Let $f$: $\Bbb R$ $\rightarrow$ $\Bbb R$ be a non-constant function such that $f(a + b) = f(a)f(b)$ for all real numbers $a$ and $b$.
Prove that if $f(x + y) = f(x)f(y)$ is continuous, then it has to be injective.
I derived a few useful properties from this function such that $f(x)\neq0;f(0) = 1 ; f(x) = \frac{1}{\mathrm f(-x)}$
In order to prove $f$ is injective, I need to prove that $f(x) = f(y)$ implies that $x = y$
I suppose that there are $x, y \in \Bbb R$ such that $f(x) = f(y)$ $$f(x) = \frac{1}{f(-y)}$$ $$f(x)f(-y) = 1$$ $$f(x - y) = 1$$ To finish the proof I need to prove $f(x) = 1$ implies $x = 0$. This is where I got stuck.

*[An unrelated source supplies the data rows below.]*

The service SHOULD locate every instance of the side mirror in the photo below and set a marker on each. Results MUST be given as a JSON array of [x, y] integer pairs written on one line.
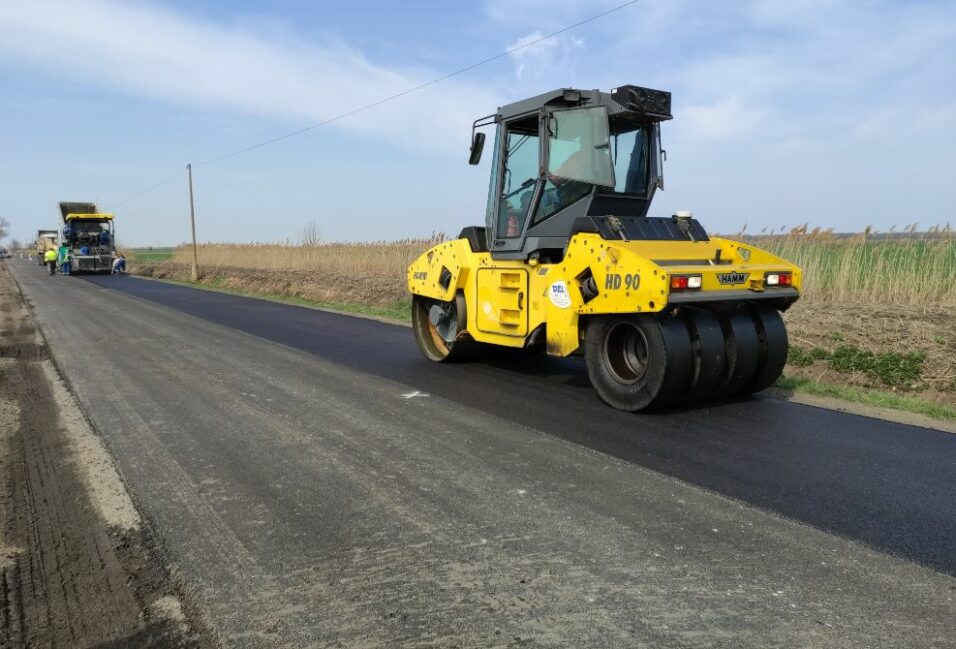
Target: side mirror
[[477, 144]]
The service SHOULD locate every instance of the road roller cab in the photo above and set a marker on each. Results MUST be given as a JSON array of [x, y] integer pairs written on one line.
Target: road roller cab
[[569, 261]]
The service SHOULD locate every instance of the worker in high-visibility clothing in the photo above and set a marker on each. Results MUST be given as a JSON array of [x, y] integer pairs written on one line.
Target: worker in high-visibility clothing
[[49, 258], [65, 257]]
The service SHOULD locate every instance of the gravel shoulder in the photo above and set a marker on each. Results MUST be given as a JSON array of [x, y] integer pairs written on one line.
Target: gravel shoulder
[[77, 566]]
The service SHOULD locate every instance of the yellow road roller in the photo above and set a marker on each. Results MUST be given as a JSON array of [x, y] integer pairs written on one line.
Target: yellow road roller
[[569, 262]]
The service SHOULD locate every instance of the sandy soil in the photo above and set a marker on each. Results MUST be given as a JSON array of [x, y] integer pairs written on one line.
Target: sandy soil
[[879, 328], [874, 327], [77, 568]]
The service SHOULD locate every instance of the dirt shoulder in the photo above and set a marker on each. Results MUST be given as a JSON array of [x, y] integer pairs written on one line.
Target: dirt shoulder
[[77, 566]]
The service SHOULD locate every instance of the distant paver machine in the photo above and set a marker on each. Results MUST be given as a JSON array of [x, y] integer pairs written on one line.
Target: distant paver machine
[[569, 261], [89, 235]]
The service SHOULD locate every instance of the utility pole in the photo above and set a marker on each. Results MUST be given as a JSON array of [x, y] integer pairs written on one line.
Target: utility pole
[[192, 220]]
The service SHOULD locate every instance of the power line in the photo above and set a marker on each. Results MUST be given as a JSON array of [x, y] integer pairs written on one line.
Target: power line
[[147, 190], [399, 95], [409, 91]]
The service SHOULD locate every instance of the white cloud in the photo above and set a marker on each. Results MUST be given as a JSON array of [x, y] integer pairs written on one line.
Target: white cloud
[[552, 58], [145, 50], [727, 118]]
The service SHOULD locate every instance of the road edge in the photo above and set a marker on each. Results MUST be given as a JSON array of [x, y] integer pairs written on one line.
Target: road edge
[[780, 394], [150, 539]]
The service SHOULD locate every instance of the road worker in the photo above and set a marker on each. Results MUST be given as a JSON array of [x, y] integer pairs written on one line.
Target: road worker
[[49, 258], [64, 256]]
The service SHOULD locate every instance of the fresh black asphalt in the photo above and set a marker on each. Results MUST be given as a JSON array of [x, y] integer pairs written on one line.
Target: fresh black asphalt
[[884, 484]]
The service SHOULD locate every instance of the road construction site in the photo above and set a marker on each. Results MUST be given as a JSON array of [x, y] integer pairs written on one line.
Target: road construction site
[[305, 478]]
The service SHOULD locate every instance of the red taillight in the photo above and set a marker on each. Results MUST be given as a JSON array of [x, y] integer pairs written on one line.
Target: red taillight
[[685, 282], [779, 279]]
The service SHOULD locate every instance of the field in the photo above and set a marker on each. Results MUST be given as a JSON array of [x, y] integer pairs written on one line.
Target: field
[[871, 304], [148, 254]]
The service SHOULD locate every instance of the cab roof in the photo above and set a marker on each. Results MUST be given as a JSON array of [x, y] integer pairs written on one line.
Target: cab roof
[[651, 105]]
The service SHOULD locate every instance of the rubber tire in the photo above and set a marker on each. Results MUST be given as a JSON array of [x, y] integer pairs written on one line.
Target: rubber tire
[[431, 345], [774, 346], [709, 353], [668, 361], [742, 352]]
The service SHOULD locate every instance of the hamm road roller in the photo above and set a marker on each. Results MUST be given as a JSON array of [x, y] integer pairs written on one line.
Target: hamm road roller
[[569, 261]]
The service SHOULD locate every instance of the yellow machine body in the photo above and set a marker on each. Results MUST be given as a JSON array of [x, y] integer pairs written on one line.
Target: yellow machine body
[[508, 301]]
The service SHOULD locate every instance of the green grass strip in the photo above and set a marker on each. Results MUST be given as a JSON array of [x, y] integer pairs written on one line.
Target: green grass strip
[[877, 398]]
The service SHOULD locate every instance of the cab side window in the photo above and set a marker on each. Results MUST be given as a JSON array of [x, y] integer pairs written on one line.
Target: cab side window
[[521, 170]]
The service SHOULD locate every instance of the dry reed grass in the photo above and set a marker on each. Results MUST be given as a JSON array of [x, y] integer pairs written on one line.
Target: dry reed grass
[[373, 258], [915, 269]]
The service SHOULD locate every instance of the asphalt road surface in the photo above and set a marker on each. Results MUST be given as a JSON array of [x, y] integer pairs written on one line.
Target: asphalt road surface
[[309, 493]]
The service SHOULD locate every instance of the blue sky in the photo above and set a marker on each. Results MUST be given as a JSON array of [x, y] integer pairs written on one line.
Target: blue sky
[[837, 113]]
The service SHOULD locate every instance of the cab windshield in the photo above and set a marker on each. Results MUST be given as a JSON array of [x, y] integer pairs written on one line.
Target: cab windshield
[[587, 149]]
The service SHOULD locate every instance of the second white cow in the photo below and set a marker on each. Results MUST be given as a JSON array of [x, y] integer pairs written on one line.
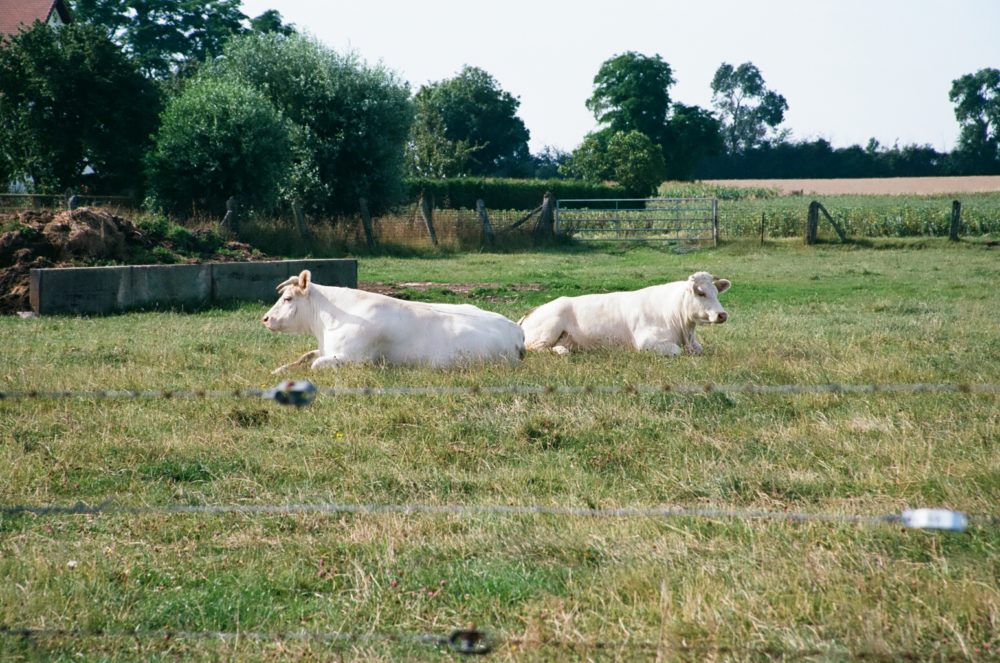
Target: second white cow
[[353, 326], [660, 318]]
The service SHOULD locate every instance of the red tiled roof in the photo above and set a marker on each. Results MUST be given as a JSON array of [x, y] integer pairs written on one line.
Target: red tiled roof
[[17, 15]]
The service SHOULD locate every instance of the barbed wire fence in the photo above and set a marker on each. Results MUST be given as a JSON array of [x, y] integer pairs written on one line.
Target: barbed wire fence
[[470, 640], [303, 392]]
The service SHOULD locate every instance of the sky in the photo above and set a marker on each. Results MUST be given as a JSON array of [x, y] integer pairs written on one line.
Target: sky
[[850, 70]]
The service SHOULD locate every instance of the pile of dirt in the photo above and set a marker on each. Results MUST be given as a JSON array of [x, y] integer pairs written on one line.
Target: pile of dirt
[[82, 237]]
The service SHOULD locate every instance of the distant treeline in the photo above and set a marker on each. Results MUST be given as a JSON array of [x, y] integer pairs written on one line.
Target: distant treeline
[[819, 159]]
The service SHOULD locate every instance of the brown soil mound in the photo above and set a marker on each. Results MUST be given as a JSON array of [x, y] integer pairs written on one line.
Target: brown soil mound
[[83, 236]]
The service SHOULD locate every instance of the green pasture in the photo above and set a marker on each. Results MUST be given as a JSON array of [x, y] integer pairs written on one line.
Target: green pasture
[[549, 588]]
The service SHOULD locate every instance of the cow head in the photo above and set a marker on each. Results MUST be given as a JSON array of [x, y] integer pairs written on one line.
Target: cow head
[[703, 305], [293, 310]]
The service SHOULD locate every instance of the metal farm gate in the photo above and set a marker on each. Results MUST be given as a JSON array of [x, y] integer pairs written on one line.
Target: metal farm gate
[[639, 219]]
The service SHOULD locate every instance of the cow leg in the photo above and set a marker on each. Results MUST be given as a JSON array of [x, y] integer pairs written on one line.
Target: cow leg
[[328, 361], [562, 345], [301, 361], [658, 346]]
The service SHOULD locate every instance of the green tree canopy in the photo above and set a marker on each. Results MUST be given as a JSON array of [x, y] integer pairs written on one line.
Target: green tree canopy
[[693, 134], [164, 35], [977, 109], [632, 92], [467, 125], [70, 102], [629, 158], [747, 109], [349, 121], [218, 139]]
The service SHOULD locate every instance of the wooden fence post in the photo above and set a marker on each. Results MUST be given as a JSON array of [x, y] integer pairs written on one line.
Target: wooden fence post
[[300, 219], [488, 236], [956, 220], [812, 222], [231, 220], [366, 223], [545, 229], [427, 212]]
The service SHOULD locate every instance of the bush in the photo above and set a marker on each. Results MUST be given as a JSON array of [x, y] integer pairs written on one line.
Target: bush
[[350, 121], [218, 139], [501, 193]]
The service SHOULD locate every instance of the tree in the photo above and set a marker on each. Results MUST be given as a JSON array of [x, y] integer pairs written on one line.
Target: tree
[[429, 152], [163, 36], [70, 104], [977, 109], [628, 158], [693, 134], [632, 92], [474, 120], [270, 21], [747, 109], [219, 139], [350, 121]]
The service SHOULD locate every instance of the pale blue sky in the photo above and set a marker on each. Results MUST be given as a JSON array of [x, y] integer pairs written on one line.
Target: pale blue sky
[[850, 69]]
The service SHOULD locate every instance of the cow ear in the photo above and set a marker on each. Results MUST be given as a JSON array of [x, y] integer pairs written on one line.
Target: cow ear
[[294, 280]]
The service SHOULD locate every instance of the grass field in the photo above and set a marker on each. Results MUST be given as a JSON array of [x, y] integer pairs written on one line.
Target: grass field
[[547, 587]]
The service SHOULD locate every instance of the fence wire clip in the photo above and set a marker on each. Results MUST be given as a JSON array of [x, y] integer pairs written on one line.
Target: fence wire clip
[[469, 642], [293, 392], [935, 519]]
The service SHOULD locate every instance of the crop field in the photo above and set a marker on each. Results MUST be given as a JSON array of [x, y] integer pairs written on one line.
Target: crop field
[[381, 584]]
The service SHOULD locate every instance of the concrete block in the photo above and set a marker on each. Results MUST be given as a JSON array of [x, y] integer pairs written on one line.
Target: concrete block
[[248, 280], [99, 290], [165, 286], [80, 290]]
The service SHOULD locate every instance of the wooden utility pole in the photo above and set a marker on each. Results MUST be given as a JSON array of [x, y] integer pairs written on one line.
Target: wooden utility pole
[[366, 223]]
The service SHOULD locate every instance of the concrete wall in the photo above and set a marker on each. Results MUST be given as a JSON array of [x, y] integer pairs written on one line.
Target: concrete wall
[[97, 290]]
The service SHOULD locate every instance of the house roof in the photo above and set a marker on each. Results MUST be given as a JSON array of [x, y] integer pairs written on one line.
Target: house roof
[[17, 15]]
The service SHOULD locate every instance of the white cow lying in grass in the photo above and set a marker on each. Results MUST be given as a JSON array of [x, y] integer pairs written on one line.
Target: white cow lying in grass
[[354, 326], [660, 318]]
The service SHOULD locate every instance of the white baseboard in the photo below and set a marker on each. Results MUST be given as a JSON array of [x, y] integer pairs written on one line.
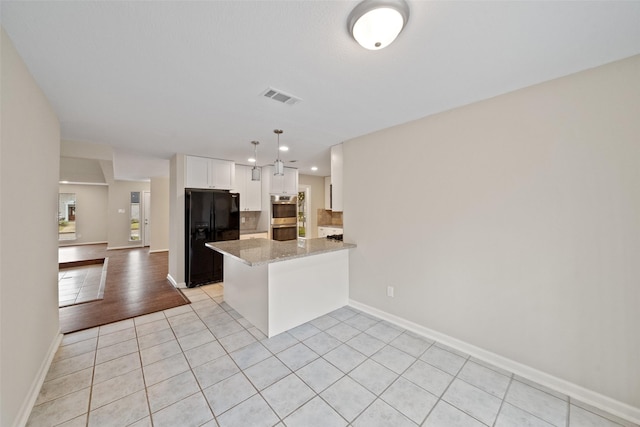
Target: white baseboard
[[175, 283], [36, 385], [572, 390]]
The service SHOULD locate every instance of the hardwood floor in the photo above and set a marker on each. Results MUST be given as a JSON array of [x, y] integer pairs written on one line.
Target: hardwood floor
[[136, 284]]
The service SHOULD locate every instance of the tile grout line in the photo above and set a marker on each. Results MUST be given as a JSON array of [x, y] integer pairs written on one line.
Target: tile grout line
[[503, 400]]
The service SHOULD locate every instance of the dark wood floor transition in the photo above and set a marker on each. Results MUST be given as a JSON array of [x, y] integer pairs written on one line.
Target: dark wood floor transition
[[136, 284]]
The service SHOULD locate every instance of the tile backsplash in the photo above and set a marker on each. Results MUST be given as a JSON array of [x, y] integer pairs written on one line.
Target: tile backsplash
[[329, 218]]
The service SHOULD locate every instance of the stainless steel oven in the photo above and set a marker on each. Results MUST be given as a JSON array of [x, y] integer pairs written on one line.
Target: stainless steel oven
[[284, 218]]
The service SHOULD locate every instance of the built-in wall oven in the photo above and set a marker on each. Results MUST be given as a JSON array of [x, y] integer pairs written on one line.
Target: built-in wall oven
[[284, 218]]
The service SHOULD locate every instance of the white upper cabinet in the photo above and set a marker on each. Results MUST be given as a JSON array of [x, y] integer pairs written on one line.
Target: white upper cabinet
[[287, 184], [250, 191], [336, 178], [202, 172]]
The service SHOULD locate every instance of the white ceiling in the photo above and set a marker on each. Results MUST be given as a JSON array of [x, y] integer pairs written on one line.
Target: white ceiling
[[155, 78]]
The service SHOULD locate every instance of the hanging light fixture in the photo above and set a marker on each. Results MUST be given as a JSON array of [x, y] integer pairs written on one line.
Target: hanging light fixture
[[279, 164], [375, 24], [255, 171]]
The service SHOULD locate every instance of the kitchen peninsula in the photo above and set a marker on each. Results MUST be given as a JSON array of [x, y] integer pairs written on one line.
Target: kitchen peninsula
[[280, 285]]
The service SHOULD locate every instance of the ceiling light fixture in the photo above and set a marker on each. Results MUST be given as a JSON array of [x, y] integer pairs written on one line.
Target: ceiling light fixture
[[255, 170], [375, 24], [279, 164]]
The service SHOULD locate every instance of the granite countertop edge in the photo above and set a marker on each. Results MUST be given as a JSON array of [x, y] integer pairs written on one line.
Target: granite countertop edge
[[331, 246]]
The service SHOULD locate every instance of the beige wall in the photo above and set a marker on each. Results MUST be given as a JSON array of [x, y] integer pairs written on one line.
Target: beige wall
[[159, 220], [317, 200], [30, 147], [119, 223], [91, 213], [176, 215], [514, 225]]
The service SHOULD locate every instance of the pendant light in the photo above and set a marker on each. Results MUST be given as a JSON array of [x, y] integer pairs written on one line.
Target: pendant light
[[279, 164], [375, 24], [255, 171]]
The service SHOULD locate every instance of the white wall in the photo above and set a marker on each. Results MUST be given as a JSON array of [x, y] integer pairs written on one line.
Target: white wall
[[176, 216], [159, 220], [29, 170], [512, 224], [91, 213]]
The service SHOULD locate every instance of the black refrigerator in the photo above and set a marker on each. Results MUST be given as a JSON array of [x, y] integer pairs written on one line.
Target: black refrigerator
[[210, 216]]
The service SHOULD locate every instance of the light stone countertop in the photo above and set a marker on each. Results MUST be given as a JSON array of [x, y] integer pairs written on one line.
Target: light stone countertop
[[255, 252]]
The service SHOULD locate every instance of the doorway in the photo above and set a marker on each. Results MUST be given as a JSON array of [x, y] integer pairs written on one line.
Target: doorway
[[146, 218]]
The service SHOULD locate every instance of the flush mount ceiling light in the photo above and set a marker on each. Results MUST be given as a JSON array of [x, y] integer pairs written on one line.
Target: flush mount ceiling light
[[255, 170], [375, 24], [278, 164]]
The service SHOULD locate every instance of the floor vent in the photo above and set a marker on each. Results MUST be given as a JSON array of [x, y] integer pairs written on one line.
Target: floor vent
[[278, 95]]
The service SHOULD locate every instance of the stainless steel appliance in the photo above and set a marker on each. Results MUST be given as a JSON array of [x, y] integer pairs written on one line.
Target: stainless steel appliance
[[284, 218], [210, 216]]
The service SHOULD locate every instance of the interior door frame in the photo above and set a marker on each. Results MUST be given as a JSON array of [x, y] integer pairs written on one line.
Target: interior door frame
[[146, 218]]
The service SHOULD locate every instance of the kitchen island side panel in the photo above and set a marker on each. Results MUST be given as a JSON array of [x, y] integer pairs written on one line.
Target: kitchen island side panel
[[302, 289], [246, 291]]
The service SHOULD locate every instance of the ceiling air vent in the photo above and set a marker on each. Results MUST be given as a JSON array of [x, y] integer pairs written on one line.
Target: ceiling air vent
[[280, 96]]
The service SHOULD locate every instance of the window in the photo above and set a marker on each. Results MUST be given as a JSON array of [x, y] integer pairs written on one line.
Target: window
[[134, 232], [67, 216]]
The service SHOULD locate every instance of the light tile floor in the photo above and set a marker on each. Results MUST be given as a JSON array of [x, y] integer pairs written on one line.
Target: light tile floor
[[80, 284], [204, 365]]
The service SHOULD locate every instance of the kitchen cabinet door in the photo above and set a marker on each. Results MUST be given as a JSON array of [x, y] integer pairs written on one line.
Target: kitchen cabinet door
[[221, 174], [287, 184], [203, 172]]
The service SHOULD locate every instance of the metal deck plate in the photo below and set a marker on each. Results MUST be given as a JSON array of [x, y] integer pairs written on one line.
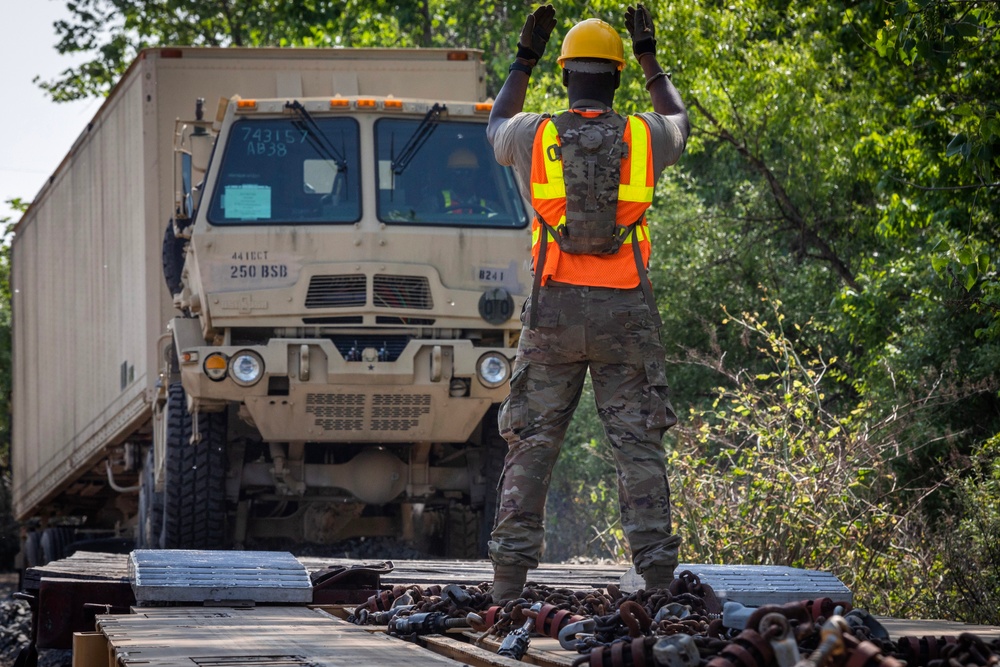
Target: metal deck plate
[[758, 585], [181, 575]]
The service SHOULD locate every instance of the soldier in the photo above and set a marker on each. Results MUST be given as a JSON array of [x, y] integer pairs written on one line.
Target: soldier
[[589, 174]]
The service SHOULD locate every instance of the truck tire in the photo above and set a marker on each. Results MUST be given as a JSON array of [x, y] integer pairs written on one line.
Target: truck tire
[[173, 259], [150, 520], [194, 499]]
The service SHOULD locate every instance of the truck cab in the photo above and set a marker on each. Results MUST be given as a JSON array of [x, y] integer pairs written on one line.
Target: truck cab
[[347, 273]]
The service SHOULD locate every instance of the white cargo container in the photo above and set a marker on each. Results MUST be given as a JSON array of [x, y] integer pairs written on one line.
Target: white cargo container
[[97, 334]]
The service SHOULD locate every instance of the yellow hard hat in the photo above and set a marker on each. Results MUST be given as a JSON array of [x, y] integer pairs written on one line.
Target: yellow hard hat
[[463, 158], [593, 38]]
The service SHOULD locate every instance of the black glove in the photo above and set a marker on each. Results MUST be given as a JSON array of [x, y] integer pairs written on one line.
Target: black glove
[[535, 34], [639, 24]]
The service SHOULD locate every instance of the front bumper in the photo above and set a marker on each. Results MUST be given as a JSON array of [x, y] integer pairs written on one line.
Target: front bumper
[[308, 392]]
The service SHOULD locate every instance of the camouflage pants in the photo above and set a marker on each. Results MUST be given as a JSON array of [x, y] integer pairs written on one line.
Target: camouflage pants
[[611, 332]]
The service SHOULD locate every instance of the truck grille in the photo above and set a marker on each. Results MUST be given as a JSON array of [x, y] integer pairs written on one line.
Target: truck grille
[[395, 412], [402, 292], [387, 412], [337, 412], [388, 347], [337, 291]]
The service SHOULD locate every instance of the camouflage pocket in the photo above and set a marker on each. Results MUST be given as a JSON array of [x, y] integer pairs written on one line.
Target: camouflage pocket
[[514, 409], [660, 410]]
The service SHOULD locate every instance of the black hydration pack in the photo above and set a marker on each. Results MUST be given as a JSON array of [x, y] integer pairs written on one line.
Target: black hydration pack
[[592, 150]]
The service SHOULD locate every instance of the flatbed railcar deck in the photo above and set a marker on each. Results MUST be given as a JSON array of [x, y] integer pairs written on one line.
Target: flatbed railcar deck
[[227, 628]]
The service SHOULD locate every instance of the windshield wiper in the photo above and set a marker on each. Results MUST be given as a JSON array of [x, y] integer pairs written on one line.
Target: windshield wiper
[[419, 138], [316, 136]]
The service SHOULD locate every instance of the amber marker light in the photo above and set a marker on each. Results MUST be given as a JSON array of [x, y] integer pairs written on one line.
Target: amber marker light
[[215, 366]]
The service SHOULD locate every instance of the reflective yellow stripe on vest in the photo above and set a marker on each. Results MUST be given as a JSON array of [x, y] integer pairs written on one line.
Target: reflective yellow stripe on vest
[[636, 189], [555, 187]]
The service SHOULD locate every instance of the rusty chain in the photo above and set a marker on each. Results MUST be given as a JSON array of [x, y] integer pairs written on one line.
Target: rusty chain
[[676, 627]]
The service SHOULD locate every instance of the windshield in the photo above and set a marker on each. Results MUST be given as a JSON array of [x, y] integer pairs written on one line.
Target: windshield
[[289, 171], [443, 173]]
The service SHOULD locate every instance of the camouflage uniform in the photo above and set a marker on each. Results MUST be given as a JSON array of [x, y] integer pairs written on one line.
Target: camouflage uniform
[[612, 333]]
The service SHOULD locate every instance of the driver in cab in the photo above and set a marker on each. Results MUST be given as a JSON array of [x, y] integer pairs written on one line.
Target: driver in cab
[[459, 187]]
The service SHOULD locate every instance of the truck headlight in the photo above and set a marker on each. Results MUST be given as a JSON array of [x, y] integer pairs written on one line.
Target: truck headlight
[[246, 368], [215, 366], [493, 369]]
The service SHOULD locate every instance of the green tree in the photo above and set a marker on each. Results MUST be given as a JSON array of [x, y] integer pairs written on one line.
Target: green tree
[[8, 542]]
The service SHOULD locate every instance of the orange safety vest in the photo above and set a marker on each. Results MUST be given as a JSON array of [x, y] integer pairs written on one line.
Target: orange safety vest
[[548, 197]]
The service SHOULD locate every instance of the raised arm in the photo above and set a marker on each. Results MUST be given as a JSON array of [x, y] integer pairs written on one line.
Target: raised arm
[[666, 100], [530, 47]]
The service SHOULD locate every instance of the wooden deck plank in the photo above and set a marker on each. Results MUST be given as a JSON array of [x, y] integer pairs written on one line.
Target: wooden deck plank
[[260, 635]]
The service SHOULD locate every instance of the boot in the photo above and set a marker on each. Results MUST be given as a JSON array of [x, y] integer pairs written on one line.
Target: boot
[[508, 582], [658, 576]]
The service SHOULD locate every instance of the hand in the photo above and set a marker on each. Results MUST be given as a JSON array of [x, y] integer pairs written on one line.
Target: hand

I don't know if I'm on the right track. Any suggestion is much appreciated.
Hint : show that $f(t)=f(\frac{t}{2})^2$. Deduce $f\geq 0$. Let $G=\lbrace x\in{\mathbb R} | f(x)=1\rbrace$. Then $G$ is an additive subgroup of $\mathbb R$. If $f$ is continuous it is also a closed subgroup. Also, show that $t\in G \Rightarrow \frac{t}{2} \in G$ using the above identity. Deduce that $G$ is dense if $G\neq \lbrace 0 \rbrace$. Conclude.